MarcLinderGit/mnist_mlp

Training a Multi-Layer Perceptron (MLP, i.e., modern feedforward artificial neural network, consisting of fully connected neurons) to classify images from the MNIST database hand-written digit database.

Multi-Layer Perceptron, MNIST

In this notebook, I will train an Multi-Layer Perceptron (MLP, i.e., modern feedforward artificial neural network, consisting of fully connected neurons) to classify images from the MNIST database hand-written digit database.

Project Overview

The process will be broken down into the following steps:

1. Load Libraries

• Importing essential libraries including PyTorch and NumPy for data manipulation and machine learning tasks.

2. Load and Visualize the Data

• Utilizing PyTorch to download and preprocess the MNIST dataset.
• Dividing the dataset into training and testing sets, and allocating a portion for validation.
• Creating data loaders for efficient loading of batches during training, validation, and testing.

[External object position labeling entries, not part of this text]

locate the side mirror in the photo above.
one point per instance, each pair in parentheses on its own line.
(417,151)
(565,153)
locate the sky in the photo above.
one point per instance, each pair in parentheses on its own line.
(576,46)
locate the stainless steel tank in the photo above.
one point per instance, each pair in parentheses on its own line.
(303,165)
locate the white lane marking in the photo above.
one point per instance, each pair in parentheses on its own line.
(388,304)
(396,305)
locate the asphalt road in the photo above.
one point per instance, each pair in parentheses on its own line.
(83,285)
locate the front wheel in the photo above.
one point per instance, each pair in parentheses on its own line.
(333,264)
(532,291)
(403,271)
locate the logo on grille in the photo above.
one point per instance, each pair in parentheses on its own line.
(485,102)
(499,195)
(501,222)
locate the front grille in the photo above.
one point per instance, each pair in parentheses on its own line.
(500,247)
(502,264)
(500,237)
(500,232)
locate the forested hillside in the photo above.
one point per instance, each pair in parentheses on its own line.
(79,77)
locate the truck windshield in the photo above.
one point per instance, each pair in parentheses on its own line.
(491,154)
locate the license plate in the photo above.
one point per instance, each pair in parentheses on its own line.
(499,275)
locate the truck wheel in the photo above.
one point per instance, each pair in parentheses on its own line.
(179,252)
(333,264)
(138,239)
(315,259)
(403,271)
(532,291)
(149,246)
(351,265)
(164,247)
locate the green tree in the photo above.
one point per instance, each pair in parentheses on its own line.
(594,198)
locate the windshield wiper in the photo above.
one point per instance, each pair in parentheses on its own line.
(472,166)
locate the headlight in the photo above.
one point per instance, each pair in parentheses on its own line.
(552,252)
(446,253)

3. Visualize a Batch of Training Data

• Visualizing a batch of training images to gain insights into the nature of the data.
• Displaying 20 images at a time, each labeled with the correct digit.

4. View an Image in More Detail

• Selecting and visualizing a single image in grayscale.
• Overlaying pixel values on the image in a 2D grid for a detailed view of intensity values.

5. Define the Network Architecture

• Defining an MLP architecture named "Net" for digit classification.
• Consists of three fully connected layers with ReLU activations and dropout layers to prevent overfitting.

6. Specify Loss Function and Optimizer

• Loading necessary libraries and specifying categorical cross-entropy as the loss function.
• Choosing stochastic gradient descent (SGD) as the optimizer with a learning rate of 0.01.

7. Train the Network

• Training the MLP on the MNIST dataset for 50 epochs.
• Monitoring and printing training and validation losses after each epoch.
• Saving the model state if the validation loss decreases, ensuring the best-performing model is retained.

8. Load the Model with the Lowest Validation Loss

• Loading the model state from the file 'model.pt,' representing the model with the lowest validation loss.

9. Test the Trained Network

• Evaluating the performance of the trained MLP on the test set.
• Calculating and printing the average test loss, test accuracy for each digit class, and overall test accuracy.

10. Visualize Sample Test Results

• Visualizing a batch of test images along with their predicted and true labels.
• Displaying images in a grid with color-coded titles (green for correct predictions, red for incorrect), providing a quick overview of the model's performance.